HTS codes and Schedule B numbers are both comprised of 10-digit numbers. The HTS is another classification system used in the U.S. to identify imported goods based on their material composition, product name, and/or intended function. It is used to determine the rate of duty applied to an imported good. The HTS is administered by the U.S. International Trade Commission.
Schedule B numbers, on the other hand, are used by the U.S. Government to track statistics of exported goods. These statistics are collected and compiled in terms of approximately 8,000 commodity classifications in “Schedule B: Statistical Classification of Domestic and Foreign Commodities Exported from the United States,” which is maintained by the U.S. Census Bureau, Foreign Trade Division.
HTS codes should be included on shipping documents for every import. Schedule B numbers are reported as part of the Electronic Export Information (EEI) in the Automatic Export System (AES). Schedule B numbers need to be filed with EEI when the value of the commodity classified under each individual Schedule B number is over $2,500 or if a validated export license is required to export the commodity.

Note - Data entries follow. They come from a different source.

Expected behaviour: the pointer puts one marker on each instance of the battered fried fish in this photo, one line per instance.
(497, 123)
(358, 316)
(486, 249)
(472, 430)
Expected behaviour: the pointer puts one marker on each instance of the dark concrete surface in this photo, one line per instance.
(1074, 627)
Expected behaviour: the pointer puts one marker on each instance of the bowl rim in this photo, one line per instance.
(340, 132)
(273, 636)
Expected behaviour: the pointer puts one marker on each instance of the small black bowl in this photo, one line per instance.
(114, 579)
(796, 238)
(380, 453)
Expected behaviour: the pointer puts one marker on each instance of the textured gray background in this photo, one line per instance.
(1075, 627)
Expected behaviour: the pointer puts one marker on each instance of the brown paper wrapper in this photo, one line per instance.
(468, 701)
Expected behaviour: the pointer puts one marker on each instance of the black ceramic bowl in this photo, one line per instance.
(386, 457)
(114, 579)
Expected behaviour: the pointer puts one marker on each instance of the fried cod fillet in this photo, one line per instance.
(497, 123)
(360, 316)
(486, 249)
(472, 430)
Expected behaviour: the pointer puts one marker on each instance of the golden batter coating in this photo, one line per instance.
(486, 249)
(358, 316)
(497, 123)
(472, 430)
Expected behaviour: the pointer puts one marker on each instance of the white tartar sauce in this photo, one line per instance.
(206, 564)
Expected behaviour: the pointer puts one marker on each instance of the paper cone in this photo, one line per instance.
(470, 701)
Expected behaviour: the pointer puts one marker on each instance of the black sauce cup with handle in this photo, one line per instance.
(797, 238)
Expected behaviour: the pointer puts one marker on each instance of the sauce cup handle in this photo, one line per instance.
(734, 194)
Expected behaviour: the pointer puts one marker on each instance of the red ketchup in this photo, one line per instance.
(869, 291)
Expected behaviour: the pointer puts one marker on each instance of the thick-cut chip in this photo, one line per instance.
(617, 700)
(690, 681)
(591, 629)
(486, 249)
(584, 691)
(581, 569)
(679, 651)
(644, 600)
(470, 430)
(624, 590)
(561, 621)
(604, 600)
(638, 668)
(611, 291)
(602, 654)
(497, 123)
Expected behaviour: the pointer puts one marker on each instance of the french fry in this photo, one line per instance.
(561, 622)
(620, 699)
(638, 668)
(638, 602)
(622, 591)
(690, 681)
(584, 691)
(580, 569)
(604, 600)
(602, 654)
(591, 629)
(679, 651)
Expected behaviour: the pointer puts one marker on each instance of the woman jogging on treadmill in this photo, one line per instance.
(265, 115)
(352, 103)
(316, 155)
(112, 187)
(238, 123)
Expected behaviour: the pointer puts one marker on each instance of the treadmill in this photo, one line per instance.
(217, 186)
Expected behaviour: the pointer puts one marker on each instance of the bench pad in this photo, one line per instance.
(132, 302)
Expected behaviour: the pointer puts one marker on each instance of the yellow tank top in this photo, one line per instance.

It’s critical to use the correct HTS codes because the rate of duty applied to imported goods is assessed based on this classification. The failure to use the proper HTS code could lead to costly delays in getting your import shipment cleared through Customs. It is equally important to report the correct Schedule B number for exports because it enables the USG to provide industry with valuable data regarding globally traded goods. Finally, the failure to properly use HTS codes and Schedule B numbers could potentially lead to fines and other penalties.